Nowadays, photos are most often used as targets for mobile AR applications. And that’s where we’ve had a few discussions with our clients – because from an AR developer’s point of view, one photo isn’t as good as another. Since the picture is used to determine the camera position, a lot of the accuracy and thus the awesomeness of the AR experience depends on it. As the name suggests, natural feature tracking uses naturally occurring features in the picture to determine its rotation. These are basically prominent details, edges, corners and contrasts. Round forms are completely unsuitable, since they contain no or extremely few natural feature points.

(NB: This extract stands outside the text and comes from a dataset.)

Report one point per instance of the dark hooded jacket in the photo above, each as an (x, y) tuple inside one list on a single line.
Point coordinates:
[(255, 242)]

Ideally, there should be as many feature points as possible, which appear in many different compositions and are distributed evenly across the picture. As a rule of thumb: photos usually work better than artificially created graphics, large uniform surfaces and regularly tiled or repetitive patterns are problematic.
As you can see in the above example, most minimalist company logos are unfortunately not well suited for use as targets. The pattern overlay on the right has increased the number of feature points and distributed them more evenly, which makes for a better target. Especially in the case of company logos there’s a question of how much you can alter the image to make it a more suitable target. If the number of feature points is very low, it is usually better to use the logo in combination with one or more additional photos and some text, since a target does not necessarily have to consist of a single image. If you do use a single image, you can improve its tracking quality with some minimal local changes. Here are some examples for such minimal improvements – on the left are the original images and on the right you can see the image’s feature points in yellow.
Such small changes are barely noticeable and can dramatically improve the tracking performance – in some cases though, choosing a different image altogether may be the better solution. These individual decisions always depend on the application and the context in which it should be used.
Of course, AR tracking frameworks have developed a lot since we did our study on target improvement. In addition to natural features, they can now also recognize lines and fonts and use them to correctly position the camera. Further, additional features in the physical environment of the target are tracked during runtime in order to actively improve stability. Still, the initial positioning relies on the tracking target alone, which means that a single circle or line as well as a regular pattern continue to be bad targets. All in all, a close collaboration between customer/designer and developer will produce the most successful results – not only concerning the target quality, of course.
Elias Tappeiner, Dieter Schmalstieg, and Tobias Langlotz. Local Optimization for Natural Feature Tracking Targets. In Proc. IEEE International Symposium on Mixed and Augmented Reality (ISMAR) 2014, Munich, Germany, September 2014.